With the support of other literature, it is suggested that the risk factors identified in the review may be associated with dysphagia in the CDE. Raising awareness of such risk factors for dysphagia among the community sector may help with earlier recognition and referral onwards to speech and language therapy. Current National Instititute for Health and Care Excellence (NICE) guidance suggests that people in hospital and the community, who present with indicators of dysphagia, ‘should be referred to healthcare professionals with relevant skills and training in the diagnosis, assessment and management of swallowing disorders’ (NICE, 2006). Indicators listed include ‘difficult/painful chewing or swallowing’ and ‘regurgitation of undigested food’, with a full list available in the guidance. Further guidance and resources to help community staff with screening for dysphagia would subsequently be useful to aid appropriate onwards referral.

With the ageing population and the increasing recognition of dysphagia as a ‘geriatric giant’, there is a clear need to achieve early identification in the community and coordinated management to optimise treatment and help prevent life-threatening complications (Rofes et al, 2011; Melgaard et al, 2018, Smithard et al, 2018a; 2018b; Feng et al, 2019; Smithard et al, 2020). Guidance for the management of swallowing difficulties in older people often remains limited to specific conditions such as stroke and dementia (British Geriatrics Society, 2012), and further support for the community sector would be welcomed to develop an individualised approach for older people.

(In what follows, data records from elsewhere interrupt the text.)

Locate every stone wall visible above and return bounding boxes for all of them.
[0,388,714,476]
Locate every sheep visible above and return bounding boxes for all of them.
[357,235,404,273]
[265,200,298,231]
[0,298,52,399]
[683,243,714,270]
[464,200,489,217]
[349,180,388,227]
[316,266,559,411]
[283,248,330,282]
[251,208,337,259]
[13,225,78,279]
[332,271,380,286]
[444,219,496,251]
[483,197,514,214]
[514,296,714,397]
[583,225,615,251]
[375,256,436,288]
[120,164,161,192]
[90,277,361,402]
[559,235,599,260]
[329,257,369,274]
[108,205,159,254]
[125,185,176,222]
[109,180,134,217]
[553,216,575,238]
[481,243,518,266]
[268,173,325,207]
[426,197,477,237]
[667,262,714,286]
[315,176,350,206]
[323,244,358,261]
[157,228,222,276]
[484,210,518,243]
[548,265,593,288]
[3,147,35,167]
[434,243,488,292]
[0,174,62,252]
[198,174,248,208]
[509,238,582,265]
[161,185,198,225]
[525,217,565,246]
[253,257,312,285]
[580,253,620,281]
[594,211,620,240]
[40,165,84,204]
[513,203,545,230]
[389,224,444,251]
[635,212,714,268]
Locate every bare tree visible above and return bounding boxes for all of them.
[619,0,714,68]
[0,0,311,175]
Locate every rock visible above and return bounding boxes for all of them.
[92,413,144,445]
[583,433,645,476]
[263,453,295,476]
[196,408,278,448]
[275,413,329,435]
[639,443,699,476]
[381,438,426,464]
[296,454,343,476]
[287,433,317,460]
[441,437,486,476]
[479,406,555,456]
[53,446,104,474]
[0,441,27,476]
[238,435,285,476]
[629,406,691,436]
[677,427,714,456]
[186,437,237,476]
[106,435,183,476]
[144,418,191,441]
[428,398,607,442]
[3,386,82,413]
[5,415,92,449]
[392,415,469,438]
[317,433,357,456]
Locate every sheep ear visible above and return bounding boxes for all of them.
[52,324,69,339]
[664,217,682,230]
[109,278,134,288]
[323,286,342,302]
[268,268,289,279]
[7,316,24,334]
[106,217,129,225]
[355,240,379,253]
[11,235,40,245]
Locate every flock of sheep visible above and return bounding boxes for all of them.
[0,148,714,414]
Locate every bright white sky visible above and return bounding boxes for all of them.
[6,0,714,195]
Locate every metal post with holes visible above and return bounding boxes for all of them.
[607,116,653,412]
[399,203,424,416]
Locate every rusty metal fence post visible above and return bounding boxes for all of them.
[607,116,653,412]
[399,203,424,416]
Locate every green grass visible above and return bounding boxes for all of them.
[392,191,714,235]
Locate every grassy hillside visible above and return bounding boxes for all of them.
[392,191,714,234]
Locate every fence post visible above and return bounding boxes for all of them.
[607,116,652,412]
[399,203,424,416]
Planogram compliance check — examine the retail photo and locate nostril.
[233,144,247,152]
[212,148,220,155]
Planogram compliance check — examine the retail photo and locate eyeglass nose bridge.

Future research would now benefit from an update of the systematic review by Madhavan et al (2016), given the search for included studies was completed in 2014. Furthermore, to help inform the community sector in screening and identifying dysphagia, more research with patients, carers and staff would be useful to explore and inform mechanisms for clinical recognition.

Key Points

  • The prevalence rate for dysphagia in the community-dwelling elderly ranged from 5%−34% based on studies reported as ‘high quality’. The average prevalence rate across these studies was 15%
  • In the studies of ‘high quality’, four risk factors were reported as significantly associated with dysphagia in the community-dwelling elderly: stroke, depression, advancing age and physical frailty
  • Further research to explore clinical recognition of dysphagia within the community would be beneficial to inform screening and assessment

CPD reflective questions

  • Should patients in the community who have one or more of the potential risk factors identified in this review be screened for dysphagia?
  • How is dysphagia identified in the community and how could this be improved (e.g. earlier identification, use of a validated screening tool)?